Benzer tonlarda cam objeler dikkat çeker
Aynı renk tonlarında, farklı cam objelerin birlikte kullanılması, masanızın ortası için mükemmel bir düzenleme oluşturur. Örneğin amber ve açık yeşil tonlarında, farklı yükseklikte cam vazo, kase ve tabaklar etkileyici bir silüet yaratır. Cam grubunuzun kapladığı toplam alanın, yerleştirdiğiniz masa ya da dresuarın yüzey alanıyla orantılı olmasına dikkat edin.
Kaliteli olanla kitsch olanı karıştırın
Bir koleksiyon yapıyorsanız, içindeki her parçanın çok değerli olması gerekiyor diye bir kural yoktur. Koleksiyon yapmanın zevki, sadece sevdiğiniz için alabilme özgürlüğüdür. Çok ender rastlanan bir antika ya da her yerde görülen sıradan bir obje koleksiyonunuzda birleşebilir; eğer sevdiyseniz değerinin önemi yoktur. Ve sadece gerçekten tutkunu olduğunuz bir şeyin koleksiyonunu yapmanız doğru olur. Örneğin ben, çok hoşlandığım Fransa yolculuklarımda topladığım hatıra eşyalarını aynalı bir tepsi üzerinde bir araya topladım. Antikacı arkadaşımın hediyesi olan bir vazo da var, nehir kenarındaki sokak satıcısından aldığım bir kar küresi de...
Doğadan ilham alın
Dışarıyı içeriye taşıyın. Doğanın muhteşem güzelliği her iç mekanda mucize yaratacaktır. Çakıl taşlarına, kuru yapraklara, çiçeklere yer vermek için her fırsatı değerlendirin.
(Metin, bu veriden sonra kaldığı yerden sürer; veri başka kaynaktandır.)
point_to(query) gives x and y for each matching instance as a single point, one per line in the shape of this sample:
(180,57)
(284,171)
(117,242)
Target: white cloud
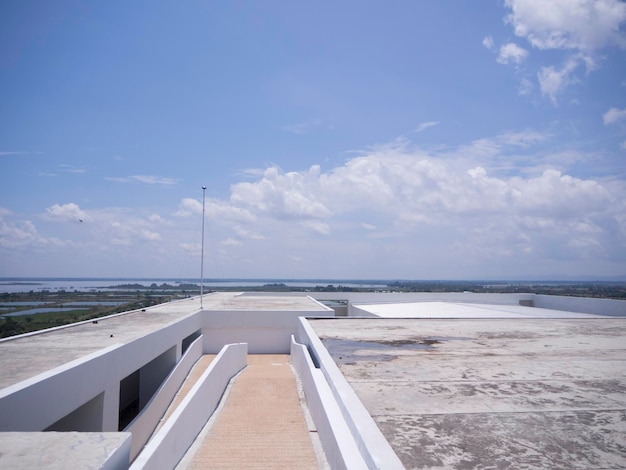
(525,87)
(70,212)
(230,242)
(425,125)
(552,81)
(147,179)
(580,28)
(511,53)
(389,211)
(317,226)
(613,115)
(282,195)
(247,234)
(150,235)
(584,25)
(214,210)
Orta sehpanıza koyacağınız midye kabukları ya da raflarınızın birinde sergileyeceğiniz mercan, mutlaka pozitif enerji yayacaktır. Sadece kum ve taş renklerini değil, doğada bulacağınız kızılları, yeşilleri ve mavileri de taşıyın evinize. Ancak hiçbirinde aşırıya kaçmayın, yoksa bir tema odasıyla karşı karşıya kalabilirsiniz.
Yatak odanızda renk katmanları yaratın
Yatak, özellikle küçük alanlı yatak odalarının odak noktasıdır. Tavanlarınız yük****e, cibinlikli bir yatak, kumaştan tasarlanmış yatakbaşı ve kat kat keten örtüler mükemmel seçimler olacaktır. Hepsinin kumaşlarının farklı olması ilginç ve davetkar bir etkiye sahip olur. Farklı kumaşları karmaşa yaratmadan yan yana ve üst üste kullanmanın kuralı ise, ana renk paletini kısıtlı tutarak tonlarda oynamalar yapmaktır.
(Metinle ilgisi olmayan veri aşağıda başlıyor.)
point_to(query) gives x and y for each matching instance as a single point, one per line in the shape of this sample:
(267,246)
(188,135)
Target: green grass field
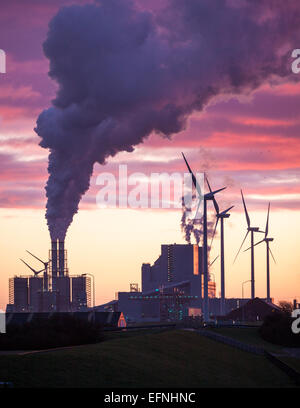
(153,359)
(249,336)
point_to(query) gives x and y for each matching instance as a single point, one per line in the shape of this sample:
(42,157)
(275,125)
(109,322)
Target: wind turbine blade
(255,245)
(208,183)
(214,232)
(217,191)
(272,254)
(241,246)
(28,266)
(36,257)
(267,224)
(196,184)
(226,211)
(216,205)
(245,209)
(196,214)
(214,260)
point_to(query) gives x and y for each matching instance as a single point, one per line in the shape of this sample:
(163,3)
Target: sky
(249,141)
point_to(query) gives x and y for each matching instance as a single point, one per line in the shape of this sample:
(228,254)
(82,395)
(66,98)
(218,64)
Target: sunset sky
(248,141)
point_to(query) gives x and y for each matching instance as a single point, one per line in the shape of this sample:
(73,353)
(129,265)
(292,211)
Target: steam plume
(123,73)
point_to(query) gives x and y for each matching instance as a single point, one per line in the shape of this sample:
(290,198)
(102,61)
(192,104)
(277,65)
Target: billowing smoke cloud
(123,73)
(191,226)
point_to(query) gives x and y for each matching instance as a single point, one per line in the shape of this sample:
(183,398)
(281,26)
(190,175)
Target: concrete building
(63,294)
(18,293)
(35,293)
(81,292)
(177,263)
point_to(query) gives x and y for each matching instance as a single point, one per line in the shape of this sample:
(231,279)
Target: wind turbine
(220,216)
(206,197)
(45,271)
(267,240)
(251,230)
(33,270)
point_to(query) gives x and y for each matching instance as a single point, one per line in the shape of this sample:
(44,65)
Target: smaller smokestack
(61,258)
(54,258)
(54,263)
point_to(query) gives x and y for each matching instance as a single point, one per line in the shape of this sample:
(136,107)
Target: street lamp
(243,296)
(89,274)
(243,287)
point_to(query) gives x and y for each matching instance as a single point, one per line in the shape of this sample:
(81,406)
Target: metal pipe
(61,258)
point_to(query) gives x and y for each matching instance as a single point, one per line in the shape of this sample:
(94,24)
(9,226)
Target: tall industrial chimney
(61,258)
(54,263)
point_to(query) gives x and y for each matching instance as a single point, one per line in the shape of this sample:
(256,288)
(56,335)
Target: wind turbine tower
(206,197)
(252,230)
(221,216)
(267,240)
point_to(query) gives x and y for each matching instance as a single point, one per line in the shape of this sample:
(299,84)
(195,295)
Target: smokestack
(54,262)
(61,258)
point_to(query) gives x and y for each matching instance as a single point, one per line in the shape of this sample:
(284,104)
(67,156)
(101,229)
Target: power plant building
(81,292)
(18,293)
(55,291)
Perdelerinizde abartıya kaçmayın
Perde uygulamalarının mobilyaların önüne geçmesine izin vermeyin. Drapeler ve balonlar yerine, katlamalı ve düz sistemlerden yana kullanın tercihinizi. Seçtiğiniz sistem sadeleştikçe, perdenizin kumaş kalitesi de artmalıdır. Pamuklu, keten, ipek ya da saten kumaşlar uygundur. Perde ölçünüzün pencereleri tamamen örtecek ve yumuşak dalgalarla yere inecek şekilde ayarlanması önemlidir.
Su ve mum
Deniz ve mehtap kadar güçlü olmasa da, su ve mum da üzerinizde mutluluk etkisi yapacaktır. Hele de yorucu bir günün sonunda. Banyonuzdaki sıkıcı aydınlatmadan kurtulun ve içine kalın mumlar yerleştirdiğiniz cam fanusları tavandan sarkıtın. İçeriden çıkmak istemeyeceksiniz!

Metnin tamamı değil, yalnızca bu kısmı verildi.